The FuzzyQuery constructs the Levenshtein automata lazily inside FuzzyTermsEnum, storing them on the search-scopedAttributeSource so they can be shared across segments during a single rewrite. As a result there is currently no public way to ask a FuzzyQuery how much RAM its automata will cost without actually executing it; FuzzyQuery does not implement Accountable, and the AutomatonAttribute mechanism inside FuzzyTermsEnum is private.

Changes

This PR introduces two additions and one visibility relaxation, with no behavioural changes:

  1. FuzzyQuery now implements Accountable. The ramBytesUsed() returns a stable value: shallowSizeOfInstance(FuzzyQuery.class) + term.ramBytesUsed(). It excludes the Levenshtein automata: those are not retained by the query, they live per-search on an AttributeSource. Folding them into ramBytesUsed() would make the value jump from 0 to N after the first execution and inflate query-cache accounting with memory the query does not own (see LUCENE-9350).
  2. A new public method FuzzyQuery#computeAutomataRamBytes(AttributeSource atts) returns the aggregate RAM cost of the CompiledAutomaton[] used to execute the query, building them on the supplied AttributeSource via the same sharing mechanism FuzzyTermsEnum already uses across segments. Returns 0L when maxEdits == 0. Calling getTermsEnum(terms, atts) afterwards with the same AttributeSource reuses the primed automata instead of rebuilding them.
  3. The FuzzyTermsEnum.AutomatonAttribute and FuzzyTermsEnum.AutomatonAttributeImpl are widened from private to package-private so FuzzyQuery can install/read the same attribute type. They remain non-public Lucene internals.

How clients can use it

Clients who run FuzzyQuery and need to bound or report memory now have two complementary, non-disruptive primitives:

  • ramBytesUsed(): cheap, stable, query-identity-preserving accounting of the query object itself. Safe to fold into existing Accountable walks.
  • computeAutomataRamBytes(atts): a pre-flight handle on the dominant cost (the CompiledAutomaton[] transition tables). Two usage patterns:
    1. Pre-flight, reuse path. Passing an AttributeSource into computeAutomataRamBytes, account/charge the returned bytes, then pass the same AttributeSource into getTermsEnum. The automata are built once and reused across all segments — no duplicate work.
    2. In-flight observation. Subclassing FuzzyQuery and overriding getTermsEnum(Terms, AttributeSource); after super.getTermsEnum returns, call computeAutomataRamBytes(atts) on the same atts. init is idempotent on a primed attribute, so this only walks the already-built array( no second build). That way lets callers attach accounting to query execution without changing the Lucene execution path.

@drempapis
Copy link
Copy Markdown
Contributor Author

@rmuir can you please have a look?

@github-actions github-actions Bot added this to the 11.0.0 milestone May 4, 2026
@rmuir
Copy link
Copy Markdown
Member

rmuir commented May 4, 2026

I'm not sure we need the complexity. The algorithm constructs a dfa, linear in space and time with respect to the input string

@drempapis
Copy link
Copy Markdown
Contributor Author

@rmuir thank you for your feedback.

Fair on the complexity, let me clarify the trade-off, because I think the change is smaller than it reads, and the gap it fills is real.

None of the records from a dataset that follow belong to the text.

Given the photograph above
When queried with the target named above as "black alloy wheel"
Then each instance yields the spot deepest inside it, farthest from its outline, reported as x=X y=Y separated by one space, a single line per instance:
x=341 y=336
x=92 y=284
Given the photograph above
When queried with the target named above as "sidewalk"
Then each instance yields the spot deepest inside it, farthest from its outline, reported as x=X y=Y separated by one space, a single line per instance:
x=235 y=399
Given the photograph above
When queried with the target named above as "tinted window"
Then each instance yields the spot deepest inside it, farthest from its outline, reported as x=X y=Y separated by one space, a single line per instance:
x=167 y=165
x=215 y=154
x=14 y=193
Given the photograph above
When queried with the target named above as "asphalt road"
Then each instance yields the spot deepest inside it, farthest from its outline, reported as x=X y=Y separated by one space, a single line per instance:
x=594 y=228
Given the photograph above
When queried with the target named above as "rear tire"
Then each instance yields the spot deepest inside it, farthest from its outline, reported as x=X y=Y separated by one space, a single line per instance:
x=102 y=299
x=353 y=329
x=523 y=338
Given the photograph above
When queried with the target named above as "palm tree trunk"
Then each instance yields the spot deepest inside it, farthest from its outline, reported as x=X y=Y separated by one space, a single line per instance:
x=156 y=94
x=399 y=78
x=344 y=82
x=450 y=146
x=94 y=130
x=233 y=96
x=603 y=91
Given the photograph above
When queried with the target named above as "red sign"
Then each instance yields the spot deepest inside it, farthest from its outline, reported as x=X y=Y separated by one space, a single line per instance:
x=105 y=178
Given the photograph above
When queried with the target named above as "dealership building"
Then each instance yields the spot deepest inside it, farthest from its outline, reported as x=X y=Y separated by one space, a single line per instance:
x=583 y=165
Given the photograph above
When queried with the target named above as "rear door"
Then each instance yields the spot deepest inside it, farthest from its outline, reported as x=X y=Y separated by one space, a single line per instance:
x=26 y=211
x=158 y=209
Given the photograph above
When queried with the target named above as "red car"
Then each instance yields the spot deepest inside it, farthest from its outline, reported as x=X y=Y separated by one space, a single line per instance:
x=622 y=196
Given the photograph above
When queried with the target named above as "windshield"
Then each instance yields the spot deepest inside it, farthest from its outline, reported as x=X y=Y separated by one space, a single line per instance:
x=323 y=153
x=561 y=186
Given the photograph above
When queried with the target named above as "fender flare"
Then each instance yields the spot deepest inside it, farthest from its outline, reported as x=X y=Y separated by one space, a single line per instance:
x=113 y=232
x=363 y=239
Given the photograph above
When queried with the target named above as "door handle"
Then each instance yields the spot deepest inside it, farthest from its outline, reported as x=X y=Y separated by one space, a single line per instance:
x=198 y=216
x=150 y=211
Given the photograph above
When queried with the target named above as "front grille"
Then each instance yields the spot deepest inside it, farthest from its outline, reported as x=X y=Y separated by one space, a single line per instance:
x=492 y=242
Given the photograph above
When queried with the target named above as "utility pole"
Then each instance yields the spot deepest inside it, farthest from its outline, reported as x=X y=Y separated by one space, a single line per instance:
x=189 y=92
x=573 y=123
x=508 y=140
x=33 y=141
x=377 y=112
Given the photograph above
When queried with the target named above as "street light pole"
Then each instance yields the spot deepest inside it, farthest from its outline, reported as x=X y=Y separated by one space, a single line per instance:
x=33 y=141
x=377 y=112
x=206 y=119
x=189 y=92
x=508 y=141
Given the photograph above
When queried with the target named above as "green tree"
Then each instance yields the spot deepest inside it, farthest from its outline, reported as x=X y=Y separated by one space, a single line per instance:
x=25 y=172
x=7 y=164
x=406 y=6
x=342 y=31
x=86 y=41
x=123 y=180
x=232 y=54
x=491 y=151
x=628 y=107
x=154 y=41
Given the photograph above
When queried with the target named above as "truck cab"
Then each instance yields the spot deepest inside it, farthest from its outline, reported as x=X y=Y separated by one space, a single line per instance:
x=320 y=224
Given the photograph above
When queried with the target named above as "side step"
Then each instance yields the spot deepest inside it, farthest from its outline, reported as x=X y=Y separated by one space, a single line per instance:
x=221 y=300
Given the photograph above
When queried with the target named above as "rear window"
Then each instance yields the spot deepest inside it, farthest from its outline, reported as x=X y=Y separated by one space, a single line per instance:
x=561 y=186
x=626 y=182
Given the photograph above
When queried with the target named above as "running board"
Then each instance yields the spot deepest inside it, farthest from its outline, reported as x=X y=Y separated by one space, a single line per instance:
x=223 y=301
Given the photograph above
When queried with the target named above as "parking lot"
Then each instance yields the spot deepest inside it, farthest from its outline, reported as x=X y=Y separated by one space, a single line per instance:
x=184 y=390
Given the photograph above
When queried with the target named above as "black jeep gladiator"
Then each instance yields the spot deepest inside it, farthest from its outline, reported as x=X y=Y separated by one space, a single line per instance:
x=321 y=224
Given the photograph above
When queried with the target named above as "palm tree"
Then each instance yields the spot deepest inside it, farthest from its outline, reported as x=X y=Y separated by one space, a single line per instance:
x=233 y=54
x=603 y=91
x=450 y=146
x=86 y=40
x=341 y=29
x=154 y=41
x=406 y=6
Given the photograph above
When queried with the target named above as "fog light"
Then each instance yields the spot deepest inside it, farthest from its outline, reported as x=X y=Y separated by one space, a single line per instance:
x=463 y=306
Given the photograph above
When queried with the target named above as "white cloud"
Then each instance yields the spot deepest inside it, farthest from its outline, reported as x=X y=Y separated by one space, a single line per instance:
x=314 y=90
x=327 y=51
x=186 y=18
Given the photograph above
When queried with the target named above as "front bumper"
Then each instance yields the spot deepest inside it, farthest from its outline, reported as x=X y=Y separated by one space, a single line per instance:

On complexity. The PR doesn't introduce any new construction, caching, or sharing mechanism. The two real additions are implements Accountable with a stable shallowSize + term.ramBytesUsed() (three lines) and computeAutomataRamBytes(AttributeSource), which simply walks the existing AutomatonAttribute path that FuzzyTermsEnum already uses to share automata across segment; same supplier, same idempotent init, same array. The only structural change is widening AutomatonAttribute / AutomatonAttributeImpl from private to package-private so FuzzyQuery can install/read the same attribute type the enum already installs. They remain non-public Lucene internals.

On inear in input string. Agreed, per query, the DFA is O(n) with k ≤ 2 and a small constant. The motivation for the API isn't a single FuzzyQuery, it's the aggregate. In real workloads, a parsed query is often a BooleanQuery with many fuzzy clauses against fields with long terms; multiply by concurrent requests and the aggregate O(m · n) heap charge is large enough, and unpredictable enough from the host's point of view, to push the JVM toward OOM with no graceful degradation. Lucene rightly doesn't bound any of this, m, n, the per-segment fan-out, or the number of in-flight rewrites, so the host has to.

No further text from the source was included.